In my periphery, I see Holland Thorne drift toward the staircase. He’s in a black tuxedo with a mask like mine, and his posture is smooth and confident. He’s not one of the elites—he’s a gofer for them, a fucking errand man—but he moves like someone who desperately wants to be part of their club.
He’s the one Cal and I followed here. We’ve known him for years, mostly from playing hockey against each other in a rec league in Concordia, and he’s been a real piece of shit the whole time. But it’s only lately that he upped his dickheadedness exponentially.
Kylie Moon was his assignment—a human woman with the highly coveted blood of the three—and my brother Rook’s fated mate.
Holland was supposed to lure her into this world without her even knowing what she signed up for, subsequently stealing her right out from under a Slater brother’s nose and leaving us to deal with Rook’s broken ass.
If it weren’t for our extreme measures, she’d be here tonight. Holland Thorne would no doubt be parading her around the room so the elites could decide how much she’s worth. But instead, she’s with Rook in an undisclosed location in Worcester.
My brother knew Kylie was his the instant he turned the magic number twenty-eight—an important year in all male vampires’ lives.
It’s the year the aging process slows down to about a fifth of a normal human.
But more importantly, it’s the year you lock in on your beloved and are capable of feeling the bond. It’s when destiny helps you find her.
But the elites’ bullshit games have destroyed most fated mate bonds from ever occurring.
They’ve spent the last century using their mighty influence to keep all the human women with the blood of the three to themselves—because it gives them all the power and control—and sending the rest of the balance all out of whack.
It used to be the blood of four, but one bloodline has already perished because of what the elites do.
Holland Thorne stinks up the room with his fake smiles and try-hard laughs as I look on from the shadows, and my impatience rears its ugly head.
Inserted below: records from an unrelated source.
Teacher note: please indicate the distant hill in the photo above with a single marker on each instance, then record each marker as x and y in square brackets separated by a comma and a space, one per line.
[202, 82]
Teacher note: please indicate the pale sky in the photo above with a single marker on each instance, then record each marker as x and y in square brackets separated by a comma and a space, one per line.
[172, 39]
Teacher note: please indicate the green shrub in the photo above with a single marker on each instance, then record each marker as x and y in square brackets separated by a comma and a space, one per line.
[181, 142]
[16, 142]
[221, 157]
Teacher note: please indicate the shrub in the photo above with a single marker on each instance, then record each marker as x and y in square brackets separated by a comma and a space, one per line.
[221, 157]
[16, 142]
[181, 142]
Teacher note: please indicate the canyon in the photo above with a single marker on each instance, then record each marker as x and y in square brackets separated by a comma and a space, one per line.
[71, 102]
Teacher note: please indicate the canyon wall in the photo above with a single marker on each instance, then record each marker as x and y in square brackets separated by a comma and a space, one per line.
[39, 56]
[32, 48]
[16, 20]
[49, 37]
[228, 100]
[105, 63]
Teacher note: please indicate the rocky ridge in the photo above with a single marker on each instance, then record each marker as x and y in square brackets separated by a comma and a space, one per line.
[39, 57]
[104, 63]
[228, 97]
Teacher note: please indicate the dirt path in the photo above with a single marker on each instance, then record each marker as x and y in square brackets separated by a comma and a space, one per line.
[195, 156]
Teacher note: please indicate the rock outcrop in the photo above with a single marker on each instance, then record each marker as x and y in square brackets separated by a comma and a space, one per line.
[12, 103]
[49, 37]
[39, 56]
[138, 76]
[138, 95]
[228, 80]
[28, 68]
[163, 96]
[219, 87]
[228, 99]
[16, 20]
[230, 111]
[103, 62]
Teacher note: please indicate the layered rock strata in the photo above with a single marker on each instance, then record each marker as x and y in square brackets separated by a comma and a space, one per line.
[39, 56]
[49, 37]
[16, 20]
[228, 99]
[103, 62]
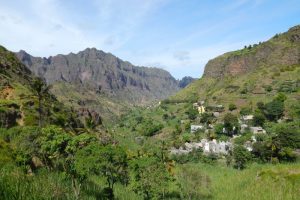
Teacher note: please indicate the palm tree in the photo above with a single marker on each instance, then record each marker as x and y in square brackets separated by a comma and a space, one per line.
[41, 90]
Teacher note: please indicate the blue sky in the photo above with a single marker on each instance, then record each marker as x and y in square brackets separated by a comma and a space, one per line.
[177, 35]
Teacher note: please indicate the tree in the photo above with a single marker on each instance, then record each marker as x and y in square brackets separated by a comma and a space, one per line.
[280, 97]
[151, 178]
[41, 90]
[107, 161]
[260, 105]
[245, 111]
[288, 135]
[206, 118]
[241, 156]
[231, 124]
[274, 109]
[192, 113]
[259, 119]
[53, 143]
[193, 184]
[232, 107]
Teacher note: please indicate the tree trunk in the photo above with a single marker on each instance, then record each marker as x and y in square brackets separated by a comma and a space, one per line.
[40, 111]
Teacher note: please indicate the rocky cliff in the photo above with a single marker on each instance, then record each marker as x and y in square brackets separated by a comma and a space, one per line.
[101, 82]
[281, 50]
[104, 73]
[18, 97]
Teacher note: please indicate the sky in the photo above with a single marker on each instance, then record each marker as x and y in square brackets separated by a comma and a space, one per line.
[180, 36]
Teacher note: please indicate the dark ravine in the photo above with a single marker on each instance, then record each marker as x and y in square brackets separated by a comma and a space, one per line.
[103, 73]
[102, 82]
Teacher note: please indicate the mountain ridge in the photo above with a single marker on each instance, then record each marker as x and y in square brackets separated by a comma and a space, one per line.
[282, 49]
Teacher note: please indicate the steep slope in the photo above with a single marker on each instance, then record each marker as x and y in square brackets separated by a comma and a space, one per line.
[254, 74]
[101, 81]
[281, 50]
[18, 99]
[185, 81]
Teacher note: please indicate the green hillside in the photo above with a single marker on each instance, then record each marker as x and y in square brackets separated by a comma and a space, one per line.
[233, 134]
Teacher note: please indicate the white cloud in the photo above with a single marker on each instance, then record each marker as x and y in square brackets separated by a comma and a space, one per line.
[44, 27]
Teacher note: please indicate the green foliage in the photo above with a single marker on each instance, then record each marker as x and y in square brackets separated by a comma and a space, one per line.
[288, 135]
[219, 129]
[259, 119]
[151, 178]
[274, 110]
[107, 161]
[245, 111]
[232, 107]
[241, 156]
[231, 124]
[149, 128]
[192, 113]
[207, 118]
[193, 183]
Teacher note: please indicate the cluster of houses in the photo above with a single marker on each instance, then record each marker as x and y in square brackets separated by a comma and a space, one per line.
[213, 146]
[208, 147]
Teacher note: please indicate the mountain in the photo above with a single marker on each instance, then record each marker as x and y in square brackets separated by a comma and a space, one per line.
[281, 50]
[256, 73]
[19, 103]
[185, 81]
[100, 81]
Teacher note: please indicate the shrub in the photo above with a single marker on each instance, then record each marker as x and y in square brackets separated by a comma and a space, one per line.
[232, 107]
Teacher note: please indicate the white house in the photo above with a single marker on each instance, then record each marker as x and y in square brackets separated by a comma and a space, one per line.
[195, 128]
[257, 130]
[247, 117]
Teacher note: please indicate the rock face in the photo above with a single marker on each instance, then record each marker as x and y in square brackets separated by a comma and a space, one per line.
[103, 73]
[185, 81]
[282, 50]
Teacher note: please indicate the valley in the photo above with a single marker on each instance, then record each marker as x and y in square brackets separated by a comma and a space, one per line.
[91, 126]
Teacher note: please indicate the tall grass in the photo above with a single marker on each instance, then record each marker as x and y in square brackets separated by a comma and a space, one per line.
[263, 182]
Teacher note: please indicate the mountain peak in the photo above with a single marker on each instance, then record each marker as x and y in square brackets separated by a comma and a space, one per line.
[282, 49]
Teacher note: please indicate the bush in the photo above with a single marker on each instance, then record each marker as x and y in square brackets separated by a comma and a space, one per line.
[245, 111]
[232, 107]
[241, 156]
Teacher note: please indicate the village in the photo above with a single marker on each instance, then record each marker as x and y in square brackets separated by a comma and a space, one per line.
[213, 146]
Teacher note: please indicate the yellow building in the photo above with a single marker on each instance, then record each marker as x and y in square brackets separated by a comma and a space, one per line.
[201, 109]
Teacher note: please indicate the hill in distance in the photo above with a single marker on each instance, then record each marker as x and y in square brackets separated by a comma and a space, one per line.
[19, 103]
[255, 73]
[101, 82]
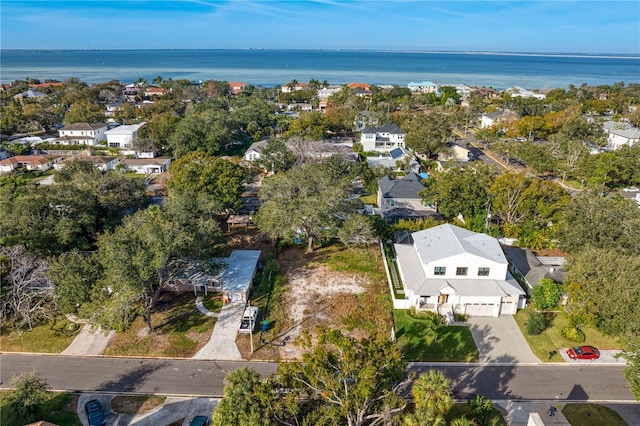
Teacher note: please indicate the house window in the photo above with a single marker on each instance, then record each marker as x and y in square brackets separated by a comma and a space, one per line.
[461, 271]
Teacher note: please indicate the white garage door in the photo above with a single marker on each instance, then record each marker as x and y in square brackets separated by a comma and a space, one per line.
[480, 309]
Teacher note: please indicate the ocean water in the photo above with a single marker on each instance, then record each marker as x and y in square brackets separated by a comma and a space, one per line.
[276, 67]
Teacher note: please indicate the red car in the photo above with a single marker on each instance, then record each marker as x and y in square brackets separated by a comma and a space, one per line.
[583, 352]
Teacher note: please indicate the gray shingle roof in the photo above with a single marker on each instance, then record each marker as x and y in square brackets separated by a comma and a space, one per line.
[448, 240]
[386, 128]
[408, 186]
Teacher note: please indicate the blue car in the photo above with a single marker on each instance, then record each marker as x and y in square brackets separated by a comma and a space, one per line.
[95, 415]
[199, 421]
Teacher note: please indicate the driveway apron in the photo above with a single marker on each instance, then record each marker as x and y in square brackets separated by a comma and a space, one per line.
[499, 340]
[222, 344]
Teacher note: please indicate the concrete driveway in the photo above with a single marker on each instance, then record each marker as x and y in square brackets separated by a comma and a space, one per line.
[173, 409]
[499, 340]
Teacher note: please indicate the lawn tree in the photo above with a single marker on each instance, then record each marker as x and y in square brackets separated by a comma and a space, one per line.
[603, 291]
[603, 222]
[245, 402]
[306, 201]
[428, 133]
[198, 172]
[276, 157]
[461, 191]
[25, 401]
[352, 382]
[26, 293]
[431, 393]
[74, 275]
[148, 249]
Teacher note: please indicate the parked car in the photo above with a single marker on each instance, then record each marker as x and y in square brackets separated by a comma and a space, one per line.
[94, 412]
[200, 421]
[583, 352]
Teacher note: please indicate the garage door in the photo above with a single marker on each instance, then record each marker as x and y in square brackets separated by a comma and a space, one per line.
[480, 309]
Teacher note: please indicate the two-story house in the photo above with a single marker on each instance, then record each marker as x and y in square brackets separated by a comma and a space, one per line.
[89, 134]
[448, 269]
[382, 139]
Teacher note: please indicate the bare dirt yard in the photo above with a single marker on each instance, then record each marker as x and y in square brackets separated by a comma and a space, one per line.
[335, 287]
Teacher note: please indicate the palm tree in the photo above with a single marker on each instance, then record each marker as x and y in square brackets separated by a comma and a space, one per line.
[432, 391]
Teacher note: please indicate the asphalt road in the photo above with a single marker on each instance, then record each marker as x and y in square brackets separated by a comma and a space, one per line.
[205, 378]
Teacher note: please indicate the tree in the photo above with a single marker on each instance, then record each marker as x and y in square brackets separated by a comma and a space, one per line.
[198, 172]
[276, 157]
[30, 392]
[460, 191]
[147, 250]
[602, 222]
[350, 381]
[427, 133]
[244, 400]
[306, 201]
[356, 230]
[25, 291]
[603, 291]
[74, 275]
[546, 295]
[431, 391]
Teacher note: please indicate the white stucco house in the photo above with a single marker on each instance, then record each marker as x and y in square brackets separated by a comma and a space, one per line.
[147, 166]
[122, 137]
[382, 139]
[448, 269]
[83, 134]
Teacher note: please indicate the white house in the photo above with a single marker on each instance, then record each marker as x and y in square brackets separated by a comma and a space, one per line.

I swear, he’s such a slimy fucking prick. I reach my hand into the pocket of my dress slacks and grip the handle of my knife.
If I didn’t know I would be writing my own death sentence, I’d kill Holland myself, right here, right now.
I sigh and let go of the knife.
Surface-level, this event probably seems harmless, but that’s because it’s merely a preview for the real event. Soon, there will be an actual auction in New York where most of the women in this room will be sold off to the highest bidder.
The women circulate and smile and wave and giggle and flirt, while the men observe them.
It’s a slaughterhouse in silk gloves.
I can’t avoid the intention that seeps from the male attendees’ postures and movements and minds.
I can’t read their minds, but I can sense their intentions—what they want, what they’re planning to do, and what their motivations stem from.
It’s a gift—just like Cal’s hearing and Rook’s telepathy.
I’ve always had this power, and it’s served me well, for the most part.
But in a room like this, my mind is being throttled with disgusting selfishness, and, in most cases, downright evil intentions over and over.
Each man behind the mask, each elite vampire licking his lips over the females on display, is not here for love or romance. They are here to look at the inventory. And yes, that’s exactly what these women are to them—inventory.
Some have the blood of the three, and those are the most important to the elites. They give them the most power and the most pleasure, and they’re the only ones they can breed.
But they also just want human women with beauty and intelligence and whatever something special attracts the elites’ eyes. They can’t breed them because they don’t have the right bloodline, but they’ll use them in the name of keeping all the best for themselves.
Because that’s all these women are to them. Something to own. Something to use.
And trust me, what they do with that ownership is a thousand times worse than anyone can imagine.